The move effectively ends decades of studies and controversy about the potential bridge that would have linked Costa Mesa and Huntington Beach over the Santa Ana River.

Environmentalists and 19th Street residents pleaded Monday to eliminate the bridge, as Huntington Beach Mayor and OCTA Director Don Hansen ushered through the unusual vote to change the county's long-standing master plan.


Newport Beach leaders were the lone holdouts among the three most affected cities; Costa Mesa and Huntington Beach opposed the bridge. Under the county's typical procedures, all three would have to agree to abandon the bridge idea.

But OCTA directors agreed that the bridge was unlikely to ever be built because of its forecasted $150-million cost, the difficulties in obtaining permits from state and federal regulators, and intense opposition from nearby residents.

The vote was unanimous, except for OCTA Director and County Supervisor Janet Nguyen, who abstained.
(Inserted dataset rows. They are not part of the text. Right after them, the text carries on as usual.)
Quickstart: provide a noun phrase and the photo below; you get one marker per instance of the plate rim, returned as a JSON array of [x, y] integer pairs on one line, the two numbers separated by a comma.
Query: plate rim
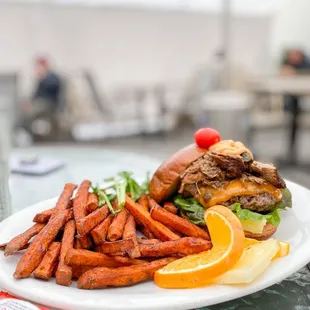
[[23, 292]]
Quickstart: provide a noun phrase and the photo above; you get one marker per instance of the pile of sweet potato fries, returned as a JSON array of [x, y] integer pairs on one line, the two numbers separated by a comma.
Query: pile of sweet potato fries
[[78, 240]]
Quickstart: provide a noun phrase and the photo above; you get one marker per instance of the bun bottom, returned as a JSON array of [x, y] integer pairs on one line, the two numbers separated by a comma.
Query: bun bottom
[[268, 231]]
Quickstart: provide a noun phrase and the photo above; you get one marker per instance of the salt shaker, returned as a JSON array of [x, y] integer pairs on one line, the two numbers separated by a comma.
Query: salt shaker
[[5, 146]]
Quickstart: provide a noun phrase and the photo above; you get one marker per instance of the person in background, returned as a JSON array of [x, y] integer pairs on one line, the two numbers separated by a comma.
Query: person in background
[[46, 96], [294, 62]]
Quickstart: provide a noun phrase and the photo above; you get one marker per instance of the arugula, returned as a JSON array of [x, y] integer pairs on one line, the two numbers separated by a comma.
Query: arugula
[[120, 185], [190, 209], [194, 211], [286, 201], [244, 214]]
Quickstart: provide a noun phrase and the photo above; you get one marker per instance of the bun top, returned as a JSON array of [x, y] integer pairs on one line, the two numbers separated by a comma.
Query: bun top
[[166, 179]]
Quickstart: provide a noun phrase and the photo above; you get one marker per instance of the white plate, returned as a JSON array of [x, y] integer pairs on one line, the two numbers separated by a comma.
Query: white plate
[[294, 229]]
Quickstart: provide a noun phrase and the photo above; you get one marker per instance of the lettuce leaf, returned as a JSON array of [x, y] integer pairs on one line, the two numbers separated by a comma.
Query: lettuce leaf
[[194, 211], [244, 214], [190, 209]]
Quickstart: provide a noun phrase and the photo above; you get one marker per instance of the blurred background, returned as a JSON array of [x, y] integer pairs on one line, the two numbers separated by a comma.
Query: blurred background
[[142, 75]]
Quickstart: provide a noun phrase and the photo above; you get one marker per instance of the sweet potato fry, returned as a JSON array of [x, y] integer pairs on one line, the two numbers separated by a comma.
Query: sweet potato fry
[[63, 202], [77, 244], [44, 216], [92, 202], [86, 224], [158, 229], [99, 233], [37, 249], [146, 232], [94, 259], [77, 271], [49, 262], [3, 246], [80, 202], [170, 207], [116, 229], [119, 246], [131, 234], [21, 240], [85, 241], [101, 277], [176, 222], [144, 202], [183, 246], [64, 272], [148, 241]]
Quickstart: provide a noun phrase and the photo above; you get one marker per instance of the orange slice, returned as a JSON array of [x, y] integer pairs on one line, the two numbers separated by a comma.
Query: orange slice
[[283, 251], [197, 270]]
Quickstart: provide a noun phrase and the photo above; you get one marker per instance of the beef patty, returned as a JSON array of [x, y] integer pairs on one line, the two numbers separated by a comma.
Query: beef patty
[[215, 170], [262, 203]]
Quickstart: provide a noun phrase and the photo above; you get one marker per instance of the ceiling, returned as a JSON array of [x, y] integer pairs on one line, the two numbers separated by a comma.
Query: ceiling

"We're feeling very relieved," said Sandie Frankiewicz, who owns two homes on 19th Street, one of which would have likely been demolished to widen the street for the bridge.

Officials from Huntington and Newport said Monday that they would discuss ways to improve the existing roadways to accommodate the anticipated population growth.

"The city of Huntington Beach is very much aware that the elimination of this bridge has consequences," Hansen said.

More traffic on Coast Highway was one of the reasons Newport City Councilman Steve Rosansky revived talks about the bridge last year. Since the early 1990s, residents and officials in Costa Mesa and Huntington have worked to scrap the bridge, but Newport kept protesting, causing the process to stall.

Rosansky and Newport Deputy Public Works Director Dave Webb spoke at the meeting in an attempt to keep the bridge talks alive and to obligate the other cities to make traffic fixes. They hoped to replicate a process that OCTA undertook up the river with the Gisler-Garfield avenues bridge, another proposed Costa Mesa-Huntington connector that faced a similar predicament.

After they couldn't agree to build or remove that bridge, Huntington, Costa Mesa and Fountain Valley officials decided about five years ago to improve existing streets near Gisler, instead of building the bridge.